Stimuli-responsive materials with optical change have gained much popularity in recent decades as they are promoted candidates for sensors, logical gates and military camouflage.¹ Wherein, material for electrical stimuli attracted considerable research interest for display application, as the electrical stimuli can be applied rapidly and reversibly. Electrochromism and electrofluorescence are the most important parts in electrical stimuli material field.^2–4 The material can change color or emission fluorescence quickly and reversibly in response to external potential so that they are widely used in smart windows, LED displays and mirrors.^5–7

From the aspect of electrochromic material, yellow-to-transmissive attaches importance to fulfill both of the subtractive primary color sets: cyan–magenta–yellow (CMY) and red–yellow–blue (RYB). A series of highly stable anodic yellow electrochromic polyamides with high contrast of optical transmittance change have synthesized by Guey-Sheng Liou's group.⁸ John R. Reynolds and his co-workers have also designed many yellow electrochromic polymers, which have excellent optical contrast and switching stability.⁹ These materials really provided strategies to explore variety of electrochromic materials, but presented either multicolored change or only simple electrochromic effect.

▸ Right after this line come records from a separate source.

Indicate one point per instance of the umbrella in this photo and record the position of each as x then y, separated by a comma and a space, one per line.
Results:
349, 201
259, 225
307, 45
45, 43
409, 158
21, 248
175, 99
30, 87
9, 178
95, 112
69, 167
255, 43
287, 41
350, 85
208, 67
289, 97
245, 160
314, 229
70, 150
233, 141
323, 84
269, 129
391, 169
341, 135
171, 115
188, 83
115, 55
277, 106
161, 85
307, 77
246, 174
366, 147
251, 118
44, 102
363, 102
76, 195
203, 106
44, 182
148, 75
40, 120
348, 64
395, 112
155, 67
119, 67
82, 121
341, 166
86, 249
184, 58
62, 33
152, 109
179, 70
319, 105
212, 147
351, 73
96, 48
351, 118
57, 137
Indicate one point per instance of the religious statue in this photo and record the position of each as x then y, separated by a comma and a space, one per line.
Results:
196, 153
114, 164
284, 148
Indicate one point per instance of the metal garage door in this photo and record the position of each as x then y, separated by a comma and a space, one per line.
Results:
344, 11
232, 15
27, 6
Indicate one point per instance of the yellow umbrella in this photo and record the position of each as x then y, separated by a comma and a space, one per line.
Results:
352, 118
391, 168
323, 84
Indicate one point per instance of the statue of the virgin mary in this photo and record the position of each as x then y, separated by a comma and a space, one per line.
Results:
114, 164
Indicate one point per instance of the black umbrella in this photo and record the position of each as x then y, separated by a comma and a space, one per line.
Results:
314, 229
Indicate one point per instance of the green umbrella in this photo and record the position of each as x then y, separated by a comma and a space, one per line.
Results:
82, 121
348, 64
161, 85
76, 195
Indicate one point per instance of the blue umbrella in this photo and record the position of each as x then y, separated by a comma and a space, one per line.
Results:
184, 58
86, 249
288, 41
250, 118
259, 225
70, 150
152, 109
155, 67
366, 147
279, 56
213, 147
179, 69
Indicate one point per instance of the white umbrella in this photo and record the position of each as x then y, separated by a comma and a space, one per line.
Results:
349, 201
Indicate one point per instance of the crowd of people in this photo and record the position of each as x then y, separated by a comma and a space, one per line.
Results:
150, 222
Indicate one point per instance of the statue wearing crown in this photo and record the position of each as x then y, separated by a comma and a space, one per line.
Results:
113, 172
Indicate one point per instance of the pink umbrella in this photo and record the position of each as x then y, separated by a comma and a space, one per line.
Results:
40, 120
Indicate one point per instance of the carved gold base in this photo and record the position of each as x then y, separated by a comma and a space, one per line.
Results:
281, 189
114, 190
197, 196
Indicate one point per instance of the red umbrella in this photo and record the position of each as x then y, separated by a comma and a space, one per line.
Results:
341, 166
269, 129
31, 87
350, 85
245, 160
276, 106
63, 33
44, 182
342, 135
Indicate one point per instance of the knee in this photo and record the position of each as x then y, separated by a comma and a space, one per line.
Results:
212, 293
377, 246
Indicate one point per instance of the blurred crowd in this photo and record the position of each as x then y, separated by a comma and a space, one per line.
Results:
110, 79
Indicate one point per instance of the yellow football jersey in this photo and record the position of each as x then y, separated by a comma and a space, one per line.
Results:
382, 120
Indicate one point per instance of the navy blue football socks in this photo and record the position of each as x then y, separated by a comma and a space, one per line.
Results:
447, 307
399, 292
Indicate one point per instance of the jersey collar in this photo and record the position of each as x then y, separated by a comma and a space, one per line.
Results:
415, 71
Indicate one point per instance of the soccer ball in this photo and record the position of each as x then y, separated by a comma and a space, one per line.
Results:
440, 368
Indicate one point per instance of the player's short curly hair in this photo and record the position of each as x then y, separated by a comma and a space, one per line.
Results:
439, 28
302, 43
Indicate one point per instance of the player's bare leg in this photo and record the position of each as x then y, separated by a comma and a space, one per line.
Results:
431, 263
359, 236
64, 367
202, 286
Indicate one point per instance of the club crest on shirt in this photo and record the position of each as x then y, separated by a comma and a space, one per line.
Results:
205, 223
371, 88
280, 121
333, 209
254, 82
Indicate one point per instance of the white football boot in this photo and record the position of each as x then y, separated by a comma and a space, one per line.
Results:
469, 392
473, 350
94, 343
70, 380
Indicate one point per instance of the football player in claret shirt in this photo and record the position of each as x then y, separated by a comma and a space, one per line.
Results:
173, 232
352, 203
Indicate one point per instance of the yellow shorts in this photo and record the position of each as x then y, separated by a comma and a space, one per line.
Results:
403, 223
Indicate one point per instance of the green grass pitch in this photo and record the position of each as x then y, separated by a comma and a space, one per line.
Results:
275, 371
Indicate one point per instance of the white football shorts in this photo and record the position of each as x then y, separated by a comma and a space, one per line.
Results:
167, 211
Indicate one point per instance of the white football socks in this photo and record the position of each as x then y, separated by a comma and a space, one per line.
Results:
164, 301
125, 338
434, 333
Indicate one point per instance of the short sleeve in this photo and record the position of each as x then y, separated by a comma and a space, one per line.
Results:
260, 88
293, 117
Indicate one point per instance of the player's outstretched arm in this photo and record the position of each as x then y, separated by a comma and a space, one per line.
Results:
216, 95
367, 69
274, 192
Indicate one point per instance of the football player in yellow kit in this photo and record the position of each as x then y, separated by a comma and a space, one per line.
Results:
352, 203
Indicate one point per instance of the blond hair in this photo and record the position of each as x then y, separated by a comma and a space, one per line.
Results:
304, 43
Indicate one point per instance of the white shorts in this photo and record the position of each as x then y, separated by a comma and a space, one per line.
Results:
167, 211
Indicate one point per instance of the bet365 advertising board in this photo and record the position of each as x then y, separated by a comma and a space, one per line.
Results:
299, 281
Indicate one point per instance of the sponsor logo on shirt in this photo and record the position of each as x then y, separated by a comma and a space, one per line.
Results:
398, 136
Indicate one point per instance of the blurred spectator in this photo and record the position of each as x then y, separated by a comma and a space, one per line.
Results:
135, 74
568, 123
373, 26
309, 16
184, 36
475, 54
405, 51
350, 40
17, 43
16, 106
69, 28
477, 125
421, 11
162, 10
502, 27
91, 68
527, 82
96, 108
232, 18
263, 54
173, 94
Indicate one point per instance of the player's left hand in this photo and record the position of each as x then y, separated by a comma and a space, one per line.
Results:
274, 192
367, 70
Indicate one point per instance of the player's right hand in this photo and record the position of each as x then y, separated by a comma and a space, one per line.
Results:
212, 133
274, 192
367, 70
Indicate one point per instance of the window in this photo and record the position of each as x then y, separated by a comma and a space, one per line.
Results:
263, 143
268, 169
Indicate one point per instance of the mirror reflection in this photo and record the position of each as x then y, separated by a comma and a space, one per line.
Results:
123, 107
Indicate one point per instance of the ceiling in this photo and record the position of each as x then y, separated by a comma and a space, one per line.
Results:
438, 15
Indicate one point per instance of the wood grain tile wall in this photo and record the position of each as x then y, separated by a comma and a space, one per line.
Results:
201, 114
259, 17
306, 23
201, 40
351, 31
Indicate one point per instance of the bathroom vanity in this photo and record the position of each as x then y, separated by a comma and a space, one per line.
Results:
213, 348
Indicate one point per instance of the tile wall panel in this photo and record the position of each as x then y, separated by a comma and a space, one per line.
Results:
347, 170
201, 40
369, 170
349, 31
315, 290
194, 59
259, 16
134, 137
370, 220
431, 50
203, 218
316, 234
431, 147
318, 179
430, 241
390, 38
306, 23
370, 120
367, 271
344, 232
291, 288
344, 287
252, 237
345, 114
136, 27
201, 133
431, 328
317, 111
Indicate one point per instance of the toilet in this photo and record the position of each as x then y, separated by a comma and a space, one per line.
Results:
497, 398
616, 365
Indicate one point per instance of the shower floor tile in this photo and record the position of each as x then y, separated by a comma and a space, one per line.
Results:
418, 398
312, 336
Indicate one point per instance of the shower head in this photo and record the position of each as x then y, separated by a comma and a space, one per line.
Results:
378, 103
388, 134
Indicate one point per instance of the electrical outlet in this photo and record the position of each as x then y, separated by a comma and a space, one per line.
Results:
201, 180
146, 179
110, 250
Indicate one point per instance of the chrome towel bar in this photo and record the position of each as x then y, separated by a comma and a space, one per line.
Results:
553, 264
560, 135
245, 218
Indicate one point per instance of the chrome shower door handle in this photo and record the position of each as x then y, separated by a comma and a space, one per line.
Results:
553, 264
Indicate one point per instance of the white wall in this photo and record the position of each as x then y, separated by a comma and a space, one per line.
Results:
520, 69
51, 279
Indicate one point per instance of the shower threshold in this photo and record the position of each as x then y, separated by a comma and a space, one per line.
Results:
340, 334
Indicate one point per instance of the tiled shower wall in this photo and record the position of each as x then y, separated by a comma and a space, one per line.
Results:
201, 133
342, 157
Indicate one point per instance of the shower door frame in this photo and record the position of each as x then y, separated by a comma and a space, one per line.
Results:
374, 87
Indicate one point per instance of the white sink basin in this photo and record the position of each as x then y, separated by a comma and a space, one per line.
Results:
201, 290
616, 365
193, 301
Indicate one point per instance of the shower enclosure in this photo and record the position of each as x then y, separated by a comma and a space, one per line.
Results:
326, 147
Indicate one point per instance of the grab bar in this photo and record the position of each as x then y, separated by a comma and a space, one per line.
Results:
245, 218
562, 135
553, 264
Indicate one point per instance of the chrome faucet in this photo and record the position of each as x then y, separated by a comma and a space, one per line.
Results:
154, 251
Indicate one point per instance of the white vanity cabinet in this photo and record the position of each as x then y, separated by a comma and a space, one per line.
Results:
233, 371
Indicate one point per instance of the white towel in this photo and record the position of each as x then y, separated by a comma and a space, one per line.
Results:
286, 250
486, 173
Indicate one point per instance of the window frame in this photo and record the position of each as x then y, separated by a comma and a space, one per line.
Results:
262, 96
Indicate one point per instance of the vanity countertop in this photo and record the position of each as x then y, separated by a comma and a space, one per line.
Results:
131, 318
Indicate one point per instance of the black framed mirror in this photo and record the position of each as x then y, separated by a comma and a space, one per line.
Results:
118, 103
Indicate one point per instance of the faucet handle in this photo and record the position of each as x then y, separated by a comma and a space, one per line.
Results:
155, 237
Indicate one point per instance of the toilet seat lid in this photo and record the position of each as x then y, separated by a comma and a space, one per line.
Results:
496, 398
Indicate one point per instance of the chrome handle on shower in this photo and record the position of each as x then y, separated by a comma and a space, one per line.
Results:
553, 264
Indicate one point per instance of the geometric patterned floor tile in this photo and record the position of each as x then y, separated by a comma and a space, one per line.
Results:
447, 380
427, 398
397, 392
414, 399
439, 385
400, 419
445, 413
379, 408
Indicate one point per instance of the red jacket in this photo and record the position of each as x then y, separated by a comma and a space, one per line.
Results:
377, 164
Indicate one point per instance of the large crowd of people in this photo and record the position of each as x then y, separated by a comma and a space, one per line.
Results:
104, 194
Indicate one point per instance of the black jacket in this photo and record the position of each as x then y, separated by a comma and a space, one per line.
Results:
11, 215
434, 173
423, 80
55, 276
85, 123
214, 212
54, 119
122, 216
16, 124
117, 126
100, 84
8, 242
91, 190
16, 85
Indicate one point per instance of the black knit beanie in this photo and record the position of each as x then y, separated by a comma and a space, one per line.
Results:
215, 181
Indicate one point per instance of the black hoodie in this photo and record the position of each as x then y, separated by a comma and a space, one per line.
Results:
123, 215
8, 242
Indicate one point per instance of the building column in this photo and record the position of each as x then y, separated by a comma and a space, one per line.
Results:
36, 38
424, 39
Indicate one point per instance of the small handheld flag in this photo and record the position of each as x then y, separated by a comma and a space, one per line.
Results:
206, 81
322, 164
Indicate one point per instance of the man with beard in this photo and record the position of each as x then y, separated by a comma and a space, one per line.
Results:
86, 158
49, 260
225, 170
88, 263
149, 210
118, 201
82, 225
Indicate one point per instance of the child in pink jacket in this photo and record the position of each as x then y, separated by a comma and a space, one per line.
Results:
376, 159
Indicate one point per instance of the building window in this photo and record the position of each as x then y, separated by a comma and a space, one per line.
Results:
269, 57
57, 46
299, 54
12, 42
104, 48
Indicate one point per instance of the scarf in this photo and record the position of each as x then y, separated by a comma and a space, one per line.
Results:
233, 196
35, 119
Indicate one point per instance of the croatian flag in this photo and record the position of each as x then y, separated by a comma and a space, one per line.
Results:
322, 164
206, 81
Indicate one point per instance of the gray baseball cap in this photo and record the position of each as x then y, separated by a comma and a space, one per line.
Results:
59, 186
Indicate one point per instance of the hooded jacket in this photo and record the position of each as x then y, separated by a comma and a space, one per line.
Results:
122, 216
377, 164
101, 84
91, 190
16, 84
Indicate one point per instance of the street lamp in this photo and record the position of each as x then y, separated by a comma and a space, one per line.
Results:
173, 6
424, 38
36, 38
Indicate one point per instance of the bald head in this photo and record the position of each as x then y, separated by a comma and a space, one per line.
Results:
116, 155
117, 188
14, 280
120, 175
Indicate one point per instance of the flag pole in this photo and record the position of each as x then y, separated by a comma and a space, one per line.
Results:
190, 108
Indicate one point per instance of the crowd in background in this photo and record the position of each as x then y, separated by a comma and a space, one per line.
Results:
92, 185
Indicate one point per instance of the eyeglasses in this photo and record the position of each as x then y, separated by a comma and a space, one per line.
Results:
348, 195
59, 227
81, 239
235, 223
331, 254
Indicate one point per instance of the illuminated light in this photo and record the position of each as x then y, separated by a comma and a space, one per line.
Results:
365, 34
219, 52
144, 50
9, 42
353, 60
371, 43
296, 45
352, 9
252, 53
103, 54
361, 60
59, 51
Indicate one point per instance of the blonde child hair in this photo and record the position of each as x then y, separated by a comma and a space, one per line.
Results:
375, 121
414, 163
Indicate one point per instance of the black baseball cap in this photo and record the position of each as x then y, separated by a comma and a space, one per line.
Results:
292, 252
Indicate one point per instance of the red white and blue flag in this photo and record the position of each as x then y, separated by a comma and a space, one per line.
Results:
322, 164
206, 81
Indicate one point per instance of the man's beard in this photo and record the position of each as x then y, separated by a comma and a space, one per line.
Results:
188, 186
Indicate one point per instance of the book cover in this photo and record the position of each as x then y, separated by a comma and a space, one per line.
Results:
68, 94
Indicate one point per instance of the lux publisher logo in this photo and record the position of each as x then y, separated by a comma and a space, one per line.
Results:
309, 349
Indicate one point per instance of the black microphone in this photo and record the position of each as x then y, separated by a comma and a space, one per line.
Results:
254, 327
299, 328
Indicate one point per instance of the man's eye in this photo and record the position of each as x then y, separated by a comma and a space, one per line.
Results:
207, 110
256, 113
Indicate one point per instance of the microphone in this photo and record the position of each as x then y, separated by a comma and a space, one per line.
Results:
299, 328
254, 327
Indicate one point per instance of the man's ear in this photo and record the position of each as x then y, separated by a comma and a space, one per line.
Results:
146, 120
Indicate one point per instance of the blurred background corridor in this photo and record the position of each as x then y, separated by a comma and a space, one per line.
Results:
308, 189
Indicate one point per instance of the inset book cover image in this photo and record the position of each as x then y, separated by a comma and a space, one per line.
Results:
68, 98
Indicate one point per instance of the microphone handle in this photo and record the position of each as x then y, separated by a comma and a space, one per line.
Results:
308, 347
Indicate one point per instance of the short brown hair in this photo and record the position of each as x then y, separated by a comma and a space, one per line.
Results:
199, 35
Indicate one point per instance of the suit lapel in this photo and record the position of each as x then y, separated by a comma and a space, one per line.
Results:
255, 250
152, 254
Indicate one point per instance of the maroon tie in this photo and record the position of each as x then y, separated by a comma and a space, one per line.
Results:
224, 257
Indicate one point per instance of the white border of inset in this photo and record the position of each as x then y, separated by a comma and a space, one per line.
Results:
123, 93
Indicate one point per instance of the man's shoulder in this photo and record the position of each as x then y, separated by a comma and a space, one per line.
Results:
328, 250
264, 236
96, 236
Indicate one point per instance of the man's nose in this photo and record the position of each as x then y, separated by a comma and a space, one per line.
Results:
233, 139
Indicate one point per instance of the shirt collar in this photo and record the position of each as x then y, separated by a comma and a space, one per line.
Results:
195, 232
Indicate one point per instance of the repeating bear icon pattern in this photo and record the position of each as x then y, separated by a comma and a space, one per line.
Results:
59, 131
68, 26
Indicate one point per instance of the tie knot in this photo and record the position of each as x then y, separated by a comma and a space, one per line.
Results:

In addition, Eunkyoung Kim's group have designed a series of π-conjugated polymer capable of electrofluorochromic switching and a device containing electrochromic polymer and fluorescent polymer to modulate color and fluorescence respectively.^10,11 Above all, these reported materials are little to achieve the electrofluorescent and electrochromic effect synchronous by one material.

Thiophene derivatives with long side chains have been widely used in soluble electrochromic polymer materials, as they exhibited unique advantages such as tunable colors, facial processing procedure, high coloration efficiency and short response time.^12–16 However, these thiophene derivatives polymers have strongly aggregation-caused quenching (ACQ) effect,¹⁷ which limits the fluorescent application in a state of aggregation, such as particles or film. In order to design the above mentioned bifunctional material, oxadiazole derivatives, excellent fluorescent functional molecule,^18,19 was introduced in polymer backbone to act as electrofluorescent functional group. Additionally, color and emission fluorescence of conjugated polymers can be precisely tuned by controlling molecular structure. Some literatures have reported for tuning colors and emission fluorescences of polymers, such as M. Sassi et al. have reviewed the side chains functionalization approach to tune electrochromic colors and Atilla Cihaner successfully controlled the electrochromic colors by adjusting polymer backbone structure.^20,21 Besides, Seogjae Seo' group have reported different electrofluorescent polymers with various fluorophores.²² It is observed that reports about fine tuning of color and fluorescence are really rare. As for solution-processable conducting polymer, the long side alkyl chains could bring obvious steric hindrance, and the resulted distortion of polymer backbone may cause the reduction of average conjugated length, further resulting change of color and fluorescence of functional material.²³ Therefore, adjusting the steric hindrance by varying side chains is an effective way to control color and fluorescence of polymers. Hence similar compounds with different side chains were designed and synthesized to research for functional material with various colors and fluorescences.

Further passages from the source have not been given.